We eat out often and enjoy trying new and popular restaurants in Houston and ChariVari is still the best restaurant here and one of the best we've ever experienced in our travels.  Chef Johan always impresses with his creative dishes, fresh ingredients, and amazing flavors.  One of my favorite dishes is his beef carpaccio.  My other half finds his dry-aged beef to be the best he's ever had.  His staff is excellent and knowledgeable and the wine list is friendly to boot!  It is always a treat to visit Chari Vari!     


If you haven't eaten at this fine establishment, you have missed one of the best dining experiences in Houston.  Whether it is a lunch special, the regular or seasonal menu, or a wine dinner, it is always a treat to dine with Chef Johan, the ever gracious Maria, and their staff.


Thanks for bringing this guy and his restaurant to my attention. I already like him: he walks softly and carries a big knife.

paval topcommenter

From Merriam-Webster:

Definition of CONTINENTAL1 a : of, relating to, or characteristic of a continent <continental waters>; specifically often capitalized : of or relating to the continent of Europe excluding the British Isles b often capitalized : of, relating to, or being a cuisine derived from the classic dishes of Europe and especially France

When looking at it in a euro-centric way, as most of the cuisine has been till now, European Continental is actually a tautology.
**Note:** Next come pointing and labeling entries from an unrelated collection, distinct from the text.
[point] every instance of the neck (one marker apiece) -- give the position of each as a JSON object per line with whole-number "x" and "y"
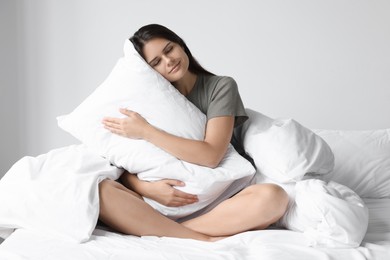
{"x": 185, "y": 84}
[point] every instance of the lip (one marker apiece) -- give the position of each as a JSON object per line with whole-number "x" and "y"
{"x": 175, "y": 68}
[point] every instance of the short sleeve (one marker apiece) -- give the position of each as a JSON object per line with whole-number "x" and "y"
{"x": 226, "y": 101}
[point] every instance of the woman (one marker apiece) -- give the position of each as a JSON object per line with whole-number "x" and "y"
{"x": 121, "y": 206}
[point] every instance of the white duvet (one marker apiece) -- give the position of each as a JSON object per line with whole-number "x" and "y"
{"x": 57, "y": 194}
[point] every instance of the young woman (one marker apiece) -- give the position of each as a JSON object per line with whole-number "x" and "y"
{"x": 244, "y": 207}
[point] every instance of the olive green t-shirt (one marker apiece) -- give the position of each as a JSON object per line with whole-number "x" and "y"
{"x": 218, "y": 96}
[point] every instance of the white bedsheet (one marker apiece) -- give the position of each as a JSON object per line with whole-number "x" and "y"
{"x": 265, "y": 245}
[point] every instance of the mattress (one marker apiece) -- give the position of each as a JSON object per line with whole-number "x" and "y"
{"x": 265, "y": 244}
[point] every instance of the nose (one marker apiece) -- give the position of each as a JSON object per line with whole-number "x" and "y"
{"x": 168, "y": 60}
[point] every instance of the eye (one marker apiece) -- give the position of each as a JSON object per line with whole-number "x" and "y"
{"x": 169, "y": 49}
{"x": 155, "y": 63}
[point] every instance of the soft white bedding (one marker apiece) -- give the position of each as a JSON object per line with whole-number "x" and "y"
{"x": 52, "y": 201}
{"x": 266, "y": 244}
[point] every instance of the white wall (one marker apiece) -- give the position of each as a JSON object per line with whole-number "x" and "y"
{"x": 324, "y": 63}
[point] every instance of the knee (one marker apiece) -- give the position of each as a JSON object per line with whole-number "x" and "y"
{"x": 270, "y": 197}
{"x": 106, "y": 190}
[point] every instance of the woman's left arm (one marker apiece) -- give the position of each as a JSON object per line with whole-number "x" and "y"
{"x": 208, "y": 152}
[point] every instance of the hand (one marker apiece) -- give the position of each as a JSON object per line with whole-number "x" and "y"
{"x": 133, "y": 126}
{"x": 164, "y": 193}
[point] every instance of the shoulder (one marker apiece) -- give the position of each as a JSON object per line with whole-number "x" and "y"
{"x": 221, "y": 83}
{"x": 224, "y": 80}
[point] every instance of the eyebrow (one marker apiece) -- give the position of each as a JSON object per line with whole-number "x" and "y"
{"x": 166, "y": 46}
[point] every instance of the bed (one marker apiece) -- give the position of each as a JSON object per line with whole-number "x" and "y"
{"x": 49, "y": 203}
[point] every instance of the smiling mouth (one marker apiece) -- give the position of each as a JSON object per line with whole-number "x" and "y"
{"x": 175, "y": 68}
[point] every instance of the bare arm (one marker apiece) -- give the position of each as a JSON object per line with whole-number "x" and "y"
{"x": 208, "y": 152}
{"x": 162, "y": 191}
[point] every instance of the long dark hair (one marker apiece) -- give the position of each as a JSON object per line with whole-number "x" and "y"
{"x": 153, "y": 31}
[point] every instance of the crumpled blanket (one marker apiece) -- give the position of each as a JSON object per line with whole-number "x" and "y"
{"x": 329, "y": 214}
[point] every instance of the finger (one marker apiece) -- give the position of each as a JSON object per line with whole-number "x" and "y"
{"x": 112, "y": 125}
{"x": 113, "y": 120}
{"x": 125, "y": 111}
{"x": 182, "y": 202}
{"x": 114, "y": 130}
{"x": 174, "y": 182}
{"x": 184, "y": 195}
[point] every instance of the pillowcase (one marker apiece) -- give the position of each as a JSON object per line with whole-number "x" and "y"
{"x": 284, "y": 150}
{"x": 362, "y": 160}
{"x": 54, "y": 193}
{"x": 133, "y": 84}
{"x": 329, "y": 214}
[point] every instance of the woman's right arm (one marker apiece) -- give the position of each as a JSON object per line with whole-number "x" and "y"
{"x": 162, "y": 191}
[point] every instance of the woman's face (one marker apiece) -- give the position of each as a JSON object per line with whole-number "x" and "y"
{"x": 167, "y": 58}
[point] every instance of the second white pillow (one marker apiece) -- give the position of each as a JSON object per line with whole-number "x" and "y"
{"x": 284, "y": 150}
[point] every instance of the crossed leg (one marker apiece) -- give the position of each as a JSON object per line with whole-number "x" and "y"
{"x": 255, "y": 207}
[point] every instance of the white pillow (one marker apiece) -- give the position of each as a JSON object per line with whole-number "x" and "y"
{"x": 283, "y": 149}
{"x": 54, "y": 193}
{"x": 135, "y": 85}
{"x": 329, "y": 214}
{"x": 362, "y": 160}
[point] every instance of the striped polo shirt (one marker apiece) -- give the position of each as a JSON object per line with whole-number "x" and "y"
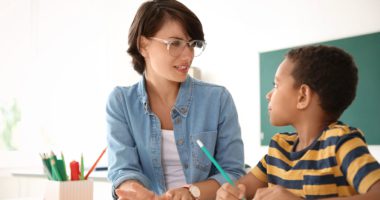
{"x": 337, "y": 163}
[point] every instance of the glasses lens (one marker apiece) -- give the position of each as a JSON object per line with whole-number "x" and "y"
{"x": 176, "y": 47}
{"x": 199, "y": 47}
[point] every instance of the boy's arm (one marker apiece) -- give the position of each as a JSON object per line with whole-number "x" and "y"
{"x": 247, "y": 184}
{"x": 372, "y": 194}
{"x": 251, "y": 184}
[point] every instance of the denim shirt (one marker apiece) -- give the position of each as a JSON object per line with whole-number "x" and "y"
{"x": 202, "y": 111}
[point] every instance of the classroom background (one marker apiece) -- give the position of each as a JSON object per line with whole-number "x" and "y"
{"x": 59, "y": 60}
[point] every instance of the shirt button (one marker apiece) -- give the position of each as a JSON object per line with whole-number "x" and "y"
{"x": 180, "y": 142}
{"x": 178, "y": 120}
{"x": 183, "y": 110}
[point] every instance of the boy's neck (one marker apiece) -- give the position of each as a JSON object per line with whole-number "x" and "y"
{"x": 308, "y": 133}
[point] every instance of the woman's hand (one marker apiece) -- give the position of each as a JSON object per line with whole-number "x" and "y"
{"x": 179, "y": 194}
{"x": 275, "y": 192}
{"x": 132, "y": 190}
{"x": 227, "y": 191}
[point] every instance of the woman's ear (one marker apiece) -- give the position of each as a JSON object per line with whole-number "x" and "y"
{"x": 304, "y": 97}
{"x": 143, "y": 44}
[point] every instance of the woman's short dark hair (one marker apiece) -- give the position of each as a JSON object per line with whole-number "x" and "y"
{"x": 330, "y": 72}
{"x": 151, "y": 16}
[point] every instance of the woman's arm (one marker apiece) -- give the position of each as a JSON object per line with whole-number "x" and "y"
{"x": 123, "y": 159}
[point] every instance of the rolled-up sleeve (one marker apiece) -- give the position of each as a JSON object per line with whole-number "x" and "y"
{"x": 123, "y": 158}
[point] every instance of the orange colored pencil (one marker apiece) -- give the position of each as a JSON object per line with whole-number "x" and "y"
{"x": 94, "y": 165}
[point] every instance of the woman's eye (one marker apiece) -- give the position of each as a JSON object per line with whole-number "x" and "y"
{"x": 275, "y": 85}
{"x": 176, "y": 43}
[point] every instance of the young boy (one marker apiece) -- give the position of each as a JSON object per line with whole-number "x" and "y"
{"x": 324, "y": 158}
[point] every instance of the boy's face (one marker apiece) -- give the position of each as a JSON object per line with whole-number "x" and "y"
{"x": 282, "y": 99}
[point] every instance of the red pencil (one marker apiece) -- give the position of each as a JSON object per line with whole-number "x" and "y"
{"x": 94, "y": 165}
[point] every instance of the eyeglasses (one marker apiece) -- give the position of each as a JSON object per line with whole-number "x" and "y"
{"x": 177, "y": 46}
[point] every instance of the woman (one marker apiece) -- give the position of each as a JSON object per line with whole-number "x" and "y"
{"x": 154, "y": 124}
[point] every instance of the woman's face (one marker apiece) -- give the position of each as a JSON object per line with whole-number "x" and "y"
{"x": 162, "y": 65}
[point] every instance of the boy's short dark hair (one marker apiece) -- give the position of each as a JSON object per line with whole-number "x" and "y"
{"x": 330, "y": 72}
{"x": 149, "y": 19}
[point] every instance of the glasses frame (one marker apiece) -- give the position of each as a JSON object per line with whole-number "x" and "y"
{"x": 169, "y": 42}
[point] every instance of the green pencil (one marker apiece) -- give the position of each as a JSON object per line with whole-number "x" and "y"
{"x": 212, "y": 159}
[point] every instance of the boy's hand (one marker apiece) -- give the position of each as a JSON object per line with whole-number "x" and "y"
{"x": 135, "y": 191}
{"x": 180, "y": 193}
{"x": 227, "y": 191}
{"x": 274, "y": 193}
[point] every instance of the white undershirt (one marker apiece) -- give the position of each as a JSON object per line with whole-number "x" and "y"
{"x": 173, "y": 170}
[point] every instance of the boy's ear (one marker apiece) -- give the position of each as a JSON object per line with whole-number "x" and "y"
{"x": 143, "y": 43}
{"x": 304, "y": 97}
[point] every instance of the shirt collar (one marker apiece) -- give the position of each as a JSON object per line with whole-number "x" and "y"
{"x": 183, "y": 100}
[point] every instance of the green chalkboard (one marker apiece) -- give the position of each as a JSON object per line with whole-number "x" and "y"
{"x": 364, "y": 112}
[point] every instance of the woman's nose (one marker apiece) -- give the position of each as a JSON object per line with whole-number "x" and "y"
{"x": 269, "y": 95}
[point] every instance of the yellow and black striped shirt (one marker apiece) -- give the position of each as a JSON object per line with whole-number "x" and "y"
{"x": 338, "y": 163}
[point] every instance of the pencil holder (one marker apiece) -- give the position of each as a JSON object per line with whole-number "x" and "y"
{"x": 69, "y": 190}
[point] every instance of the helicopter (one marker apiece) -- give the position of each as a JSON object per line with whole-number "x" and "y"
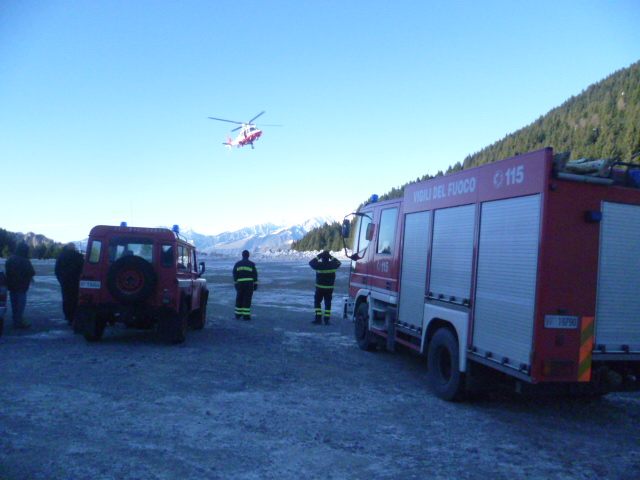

However in a city like Houston, that draws cuisines from all over the world, it is not more than specifying which cuisine is meant. There could be American Continental, African continental and Asian Continental cuisine. I am certain that there are at least a few restaurants in this city that would qualify for categories one and three of previous sentence.


A niece piece overall of chef Schuster with a lot of information about him, I did not know and of course nice explanations of what he and his cooking is all about. I guess it will help some people understand what an excellent chef we have here in Houston right among us.


I discovered that he has quite a bargain of a lunch in the week, with a 10 USD or 15 USD lunch special, maybe a good price to test it more often.